On March 8, 2014, a Boeing 777 aircraft operating as Malaysia Airlines flight 370 (MH370) was lost during service from Kuala Lumpur, Malaysia to Beijing in the People’s Republic of China, carrying 12 crew and 227 passengers.
Despite the efforts of hundreds of people involved in the search, the aircraft has not been located.
"It is almost inconceivable and certainly societally unacceptable in the modern aviation era with 10 million passengers boarding commercial aircraft every day, for a large commercial aircraft to be missing and for the world not to know with certainty what became of the aircraft and those on board," the report says.
The search for the missing aircraft continued for 1,046 days until Jan. 17, 2017, when it was suspended in accordance with a decision made by Malaysia, Australia and the People’s Republic of China.
The report says that the initial surface search and subsequent underwater search for the aircraft have been the largest searches of their type in aviation history. The 52 days of the surface search involving aircraft and surface vessels covered an area of several million square kilometers. A subsurface search for the aircraft’s underwater locator beacons was also conducted during the surface search.
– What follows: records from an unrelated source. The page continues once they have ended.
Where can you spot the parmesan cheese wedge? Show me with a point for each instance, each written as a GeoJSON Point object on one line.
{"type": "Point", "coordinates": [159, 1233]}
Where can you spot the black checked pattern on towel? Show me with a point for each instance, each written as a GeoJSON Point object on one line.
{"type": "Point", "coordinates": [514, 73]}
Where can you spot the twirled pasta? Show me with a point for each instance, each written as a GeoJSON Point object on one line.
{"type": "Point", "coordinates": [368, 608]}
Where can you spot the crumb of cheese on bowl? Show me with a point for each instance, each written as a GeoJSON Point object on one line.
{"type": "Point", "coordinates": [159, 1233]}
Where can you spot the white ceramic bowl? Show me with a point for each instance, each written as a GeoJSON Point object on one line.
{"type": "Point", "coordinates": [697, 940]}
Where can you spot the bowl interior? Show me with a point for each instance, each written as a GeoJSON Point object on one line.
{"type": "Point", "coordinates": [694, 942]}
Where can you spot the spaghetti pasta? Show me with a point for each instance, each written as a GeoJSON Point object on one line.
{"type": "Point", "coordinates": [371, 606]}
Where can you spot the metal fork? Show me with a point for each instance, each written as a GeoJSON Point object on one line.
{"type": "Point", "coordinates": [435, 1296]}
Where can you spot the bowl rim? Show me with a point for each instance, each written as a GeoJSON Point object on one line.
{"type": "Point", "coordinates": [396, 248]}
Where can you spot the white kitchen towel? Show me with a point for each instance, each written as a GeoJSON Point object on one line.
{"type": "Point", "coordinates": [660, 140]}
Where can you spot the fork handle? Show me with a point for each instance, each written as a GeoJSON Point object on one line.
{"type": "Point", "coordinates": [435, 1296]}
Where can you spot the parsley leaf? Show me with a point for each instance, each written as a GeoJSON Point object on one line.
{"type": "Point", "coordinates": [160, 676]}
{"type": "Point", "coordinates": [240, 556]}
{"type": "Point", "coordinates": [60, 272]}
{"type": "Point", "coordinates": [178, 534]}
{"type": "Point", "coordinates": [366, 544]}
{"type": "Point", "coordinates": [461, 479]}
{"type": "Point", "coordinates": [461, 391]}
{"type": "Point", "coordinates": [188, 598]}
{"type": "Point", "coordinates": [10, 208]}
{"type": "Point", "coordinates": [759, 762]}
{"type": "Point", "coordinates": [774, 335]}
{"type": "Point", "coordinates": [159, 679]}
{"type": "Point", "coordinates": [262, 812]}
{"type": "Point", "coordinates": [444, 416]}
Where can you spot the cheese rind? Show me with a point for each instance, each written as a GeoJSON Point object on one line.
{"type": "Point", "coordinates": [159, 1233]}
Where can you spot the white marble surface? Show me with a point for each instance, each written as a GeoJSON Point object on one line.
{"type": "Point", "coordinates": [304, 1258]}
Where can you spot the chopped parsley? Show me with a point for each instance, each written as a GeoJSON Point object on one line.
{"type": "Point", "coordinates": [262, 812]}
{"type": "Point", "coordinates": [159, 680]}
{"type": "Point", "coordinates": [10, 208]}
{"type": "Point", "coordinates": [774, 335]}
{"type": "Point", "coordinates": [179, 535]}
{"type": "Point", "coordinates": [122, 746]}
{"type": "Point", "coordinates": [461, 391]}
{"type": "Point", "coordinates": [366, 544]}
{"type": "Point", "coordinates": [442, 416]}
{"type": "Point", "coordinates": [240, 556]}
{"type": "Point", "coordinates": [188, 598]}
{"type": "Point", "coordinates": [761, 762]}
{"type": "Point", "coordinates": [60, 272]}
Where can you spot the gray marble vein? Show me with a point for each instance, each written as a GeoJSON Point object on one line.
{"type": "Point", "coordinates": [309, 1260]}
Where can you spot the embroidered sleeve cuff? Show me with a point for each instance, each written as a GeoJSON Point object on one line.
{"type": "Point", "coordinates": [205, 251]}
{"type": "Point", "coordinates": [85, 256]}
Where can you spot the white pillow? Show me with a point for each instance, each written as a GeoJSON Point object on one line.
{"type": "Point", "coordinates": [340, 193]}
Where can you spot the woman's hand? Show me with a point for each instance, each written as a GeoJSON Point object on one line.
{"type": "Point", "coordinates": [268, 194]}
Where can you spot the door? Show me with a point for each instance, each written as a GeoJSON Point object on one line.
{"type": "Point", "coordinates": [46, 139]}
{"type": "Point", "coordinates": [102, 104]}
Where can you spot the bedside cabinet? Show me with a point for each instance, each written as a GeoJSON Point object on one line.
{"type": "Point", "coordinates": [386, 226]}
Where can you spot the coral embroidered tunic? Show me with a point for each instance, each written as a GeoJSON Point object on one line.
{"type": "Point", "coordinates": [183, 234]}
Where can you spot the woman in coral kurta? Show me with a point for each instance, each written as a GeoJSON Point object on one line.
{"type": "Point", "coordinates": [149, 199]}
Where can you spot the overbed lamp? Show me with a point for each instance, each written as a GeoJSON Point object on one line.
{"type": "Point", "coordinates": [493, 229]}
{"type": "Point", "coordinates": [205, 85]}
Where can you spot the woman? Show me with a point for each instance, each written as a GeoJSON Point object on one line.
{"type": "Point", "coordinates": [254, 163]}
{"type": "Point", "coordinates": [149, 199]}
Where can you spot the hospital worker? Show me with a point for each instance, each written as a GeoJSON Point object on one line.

The report says that the underwater search started with a bathymetry survey that mapped a total of 710,000 square kilometers of Indian Ocean seafloor, the largest ever single hydrographic survey. The high resolution sonar search covered an area in excess of 120,000 square kilometers, also the largest ever search or survey of its kind.
No transmissions were received from the aircraft after the first 38 minutes of the flight. Systems designed to automatically transmit the aircraft’s position, including the transponder and the aircraft communications addressing and reporting system, failed to report the aircraft’s position after this time period.
Later analysis of radar and satellite communication data revealed the aircraft had continued to fly for a further seven hours. Its last positively-fixed position was at the northern tip of Sumatra by surveillance systems operating that night, six hours before it ended the flight in the southern Indian Ocean.
The challenge that faced those tasked with the search was to trace the whereabouts of the aircraft using only the limited data that was available, the report says. This data consisted of aircraft performance information and satellite communication metadata initially, and then later during the underwater search, long-term drift studies to trace the origin of MH370 debris that had been adrift for more than a year, and in some cases, more than two years. The types of data, and the scientific methods used for its analysis, were never intended to be used to track an aircraft or pinpoint its final location.
In April 2014, the surface search for MH370 coordinated by the Australian Maritime Safety Authority (AMSA) was concluded and the Australian Transport Safety Bureau (ATSB) assumed responsibility for conducting the underwater search for the aircraft.
The underwater search area was initially defined at 60,000 square kilometers, and was increased in April 2015 when Malaysia, Australia and the People’s Republic of China agreed to expand the search area to 120,000 square kilometers. The primary objective of the underwater search was to establish whether or not the debris field of the missing aircraft was in the area of seafloor that was defined by expert analysis of the aircraft’s flight path and other information.
In 2015 and 2016 debris from MH370 was found on the shores of Indian Ocean islands and the east African coastline. The debris yielded significant new insights into how and where the aircraft ended its flight. It was established from the debris that the aircraft was not configured for a ditching at the end-of-flight. By studying the drift of the debris and combining these results with the analysis of the satellite communication data and the results of the surface and underwater searches, a specific area of the Indian Ocean was identified that was more likely to be where the aircraft had crashed and sunk.
Understanding of where MH370 may be located is better now than it has ever been, the report says. The underwater search has eliminated most of the high probability areas yielded by reconstructing the aircraft’s flight path and the debris drift studies conducted in recent months have identified the most likely area with increasing precision.
Re-analysis of satellite imagery taken on March 23, 2014, in an area close to the 7th arc has identified a range of objects that may be MH370 debris. This analysis complements the findings of the First Principles Review and identifies an area of less than 25,000 square kilometers that has the "highest likelihood" of containing MH370.
At the time the underwater search was suspended in January 2017, more than 120,000 square kilometers of seafloor had been searched and eliminated with a "high degree of confidence," the report says. In all, 661 "areas of interest" were identified in the sonar imagery of the seafloor. Of these areas, 82 with the most promise were investigated and eliminated as being related to MH370. Four shipwrecks were identified in the area searched.
The reasons for the loss of MH370 cannot be established with certainty until the aircraft is found, the report says.